Ghiggia suffered a heart attack on Thursday on the 65th anniversary of the famous victory.
Uruguay’s triumph – the second in their history after winning the inaugural competition in 1930 – denied glory to the hosts Brazil, who only needed to earn a draw in the match.
Ghiggia was the victorious team’s last surviving player.
“He came in with a sore back and they hospitalised him,” his son, Arcadio, told a Uruguayan television station. “He was talking to me about football and suddenly he stopped. They tried to revive him but to no avail.”

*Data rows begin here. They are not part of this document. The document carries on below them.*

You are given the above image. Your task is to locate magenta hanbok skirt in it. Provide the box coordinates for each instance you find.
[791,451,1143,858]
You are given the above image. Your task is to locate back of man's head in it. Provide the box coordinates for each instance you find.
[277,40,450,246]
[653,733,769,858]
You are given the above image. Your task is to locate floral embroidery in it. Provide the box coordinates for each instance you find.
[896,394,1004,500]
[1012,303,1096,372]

In the infamous final it was the hosts Brazil who took the lead through a Friaca goal, but a Schiaffino equaliser paved the way for 23-year-old Ghiggia to score the winner 11 minutes from time – muting a capacity crowd of 174,000 at the Maracana.
“It was the first time in my life that I heard something that wasn’t noise,” Schiaffino once said of his team-mate’s goal. “I felt the silence. It felt like everything had ended.”

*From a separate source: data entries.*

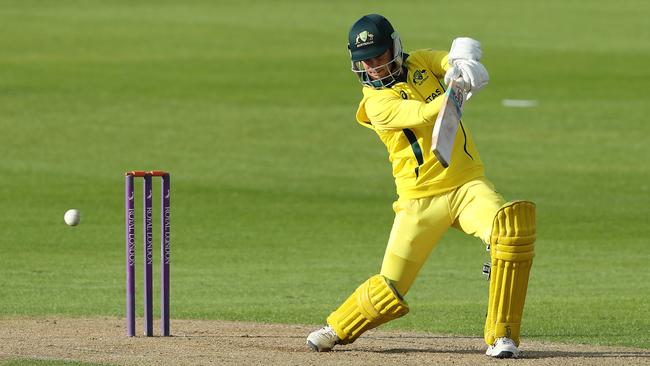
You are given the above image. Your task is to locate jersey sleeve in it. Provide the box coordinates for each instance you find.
[357,90,443,130]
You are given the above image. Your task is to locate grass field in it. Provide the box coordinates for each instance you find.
[0,0,650,362]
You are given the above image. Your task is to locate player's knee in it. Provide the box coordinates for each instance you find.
[490,201,536,262]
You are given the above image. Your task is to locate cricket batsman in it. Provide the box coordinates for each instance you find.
[307,14,535,358]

Ghiggia began his career at the Sudamerica club before moving Uruguay giants Penerol.
His good form in South America didn’t go unnoticed and he soon earned a move to Europe, playing for Roma and Milan before eventually ending his career back in his homeland with Danubio.
In later years Ghiggia became an icon for Uruguayans who admired his quiet grace.

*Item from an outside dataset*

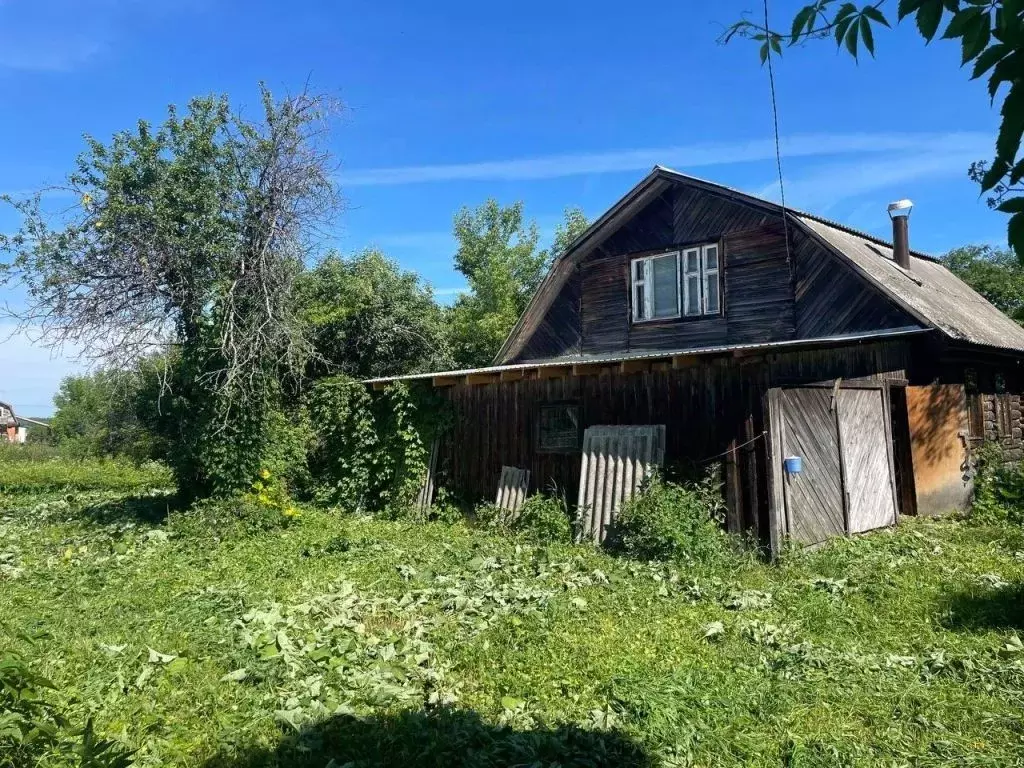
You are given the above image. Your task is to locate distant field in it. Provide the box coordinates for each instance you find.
[0,460,1024,768]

In 2013 he was given a standing ovation by 60,000 fans before Uruguay played Jordan in a World Cup play-off and he was also invited by FIFA to help with the draw for the 2014 tournament in Brazil.
Former Uruguay captain Diego Lugano tweeted his condolences.
“July 16 had to be the day that Alcides left us,” he said.“Thank you for watering out soil with glory. You will be remembered for all eternity. Safe travels champ!”